1-2) He lists numerous sources that
GAO did not review or cite.
"Because GAO relied only on case records and did not
seek independent verification from recipients and public records, it missed
cases with unreported or under-reported property, transfers, or shelters.
Although independent verification is difficult and requires considerable
detective work, it is not at all unwieldy on a small sample like GAO's."
(p. 4)
"GAO
reports evidence of staggering amounts of asset transfers for the purpose of
qualifying for Medicaid. Then,
almost in the same breath, the agency emasculates its own findings. Supposedly, the enormous asset transfers documented in the
report do not increase Medicaid spending because most of them occur in cases
denied eligibility by the state Medicaid program. This conclusion is a glaring
display of naiveté and gullibility on GAO's part.
State Medicaid agencies routinely deny cases with large asset transfers
or other egregious Medicaid planning gimmicks on the off-chance that the
applicants will not appeal or reapply. Usually,
however, they do appeal or reapply and they do so successfully.
If an attorney was consulted in the first place, the applicant will
probably win quickly on appeal. If
an attorney was not consulted in the first place, one will be consulted after
the case is denied. Then, a new
application will be submitted with the help of the attorney reflecting a
different, more effective transfer or sheltering technique.
As documented in the Inspector General's report on transfer of assets
cited above, 'fifty-eight percent of the Washington Medicaid nursing home cases
that were initially denied assistance...became eligible within a few months by
transferring or sheltering their assets.' If
GAO were to re-review their Massachusetts sample in one year, they would find
that cases initially denied Medicaid eligibility were subsequently approved and
are very expensive indeed. (By the
way, the exact same thing is happening in Medicare home care and it is costing
the federal government a fortune.)" (p.
5)
"One of the
simplest and most common Medicaid estate planning techniques is to transfer
assets 30 months or more in advance [changed to 36 months by OBRA '93].
Although not required to do so, 16 of GAO's sample cases reported having
transferred assets this far in advance.

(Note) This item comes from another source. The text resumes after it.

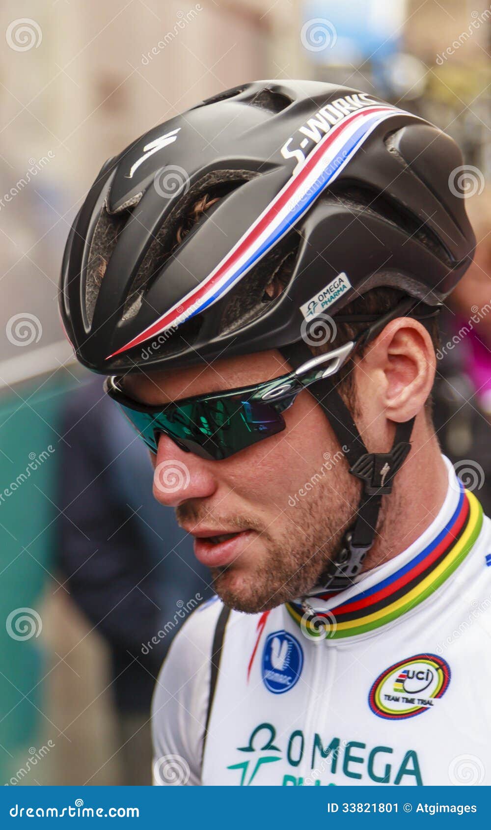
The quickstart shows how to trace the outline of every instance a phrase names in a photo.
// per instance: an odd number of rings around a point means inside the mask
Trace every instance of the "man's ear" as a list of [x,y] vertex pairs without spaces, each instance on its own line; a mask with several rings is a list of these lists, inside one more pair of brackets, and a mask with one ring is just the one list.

The
13 of these advance planning cases that also reported dollar amounts,
transferred a total of $1.4 million. Most
people, especially those advised by attorneys, would not report transfers they
are not required to report. Therefore,
this hidden loss (approximately $4 million for the review month or $48 million
for the year when projected to the sampling universe) is only the tip of the
iceberg. If GAO had checked all
cases in their sample against county assessors' and recorders' records going
back five years (as HCFA did in its study of Idaho in 1985), it could have
documented much more of this hidden loss."
(pps. 5-6)
LTC Comment:
In other words, what reviewers find when they study Medicaid case records
in search of asset transfers and other Medicaid planning techniques depends
entirely on how they conduct the review and how deeply they probe sources of
verification beyond the case records themselves.
To date, no
comprehensive, national study of Medicaid estate planning has ever been done.
We sincerely hope that GAO's new project will fill that void.
Steve Moses and the Center for Long-Term Care Reform offer to help with
decades of background material and specific ideas, from having personally
examined thousands of public assistance case records over the years, on how to
identify and confirm asset transfers, hidden resources, and sheltered wealth.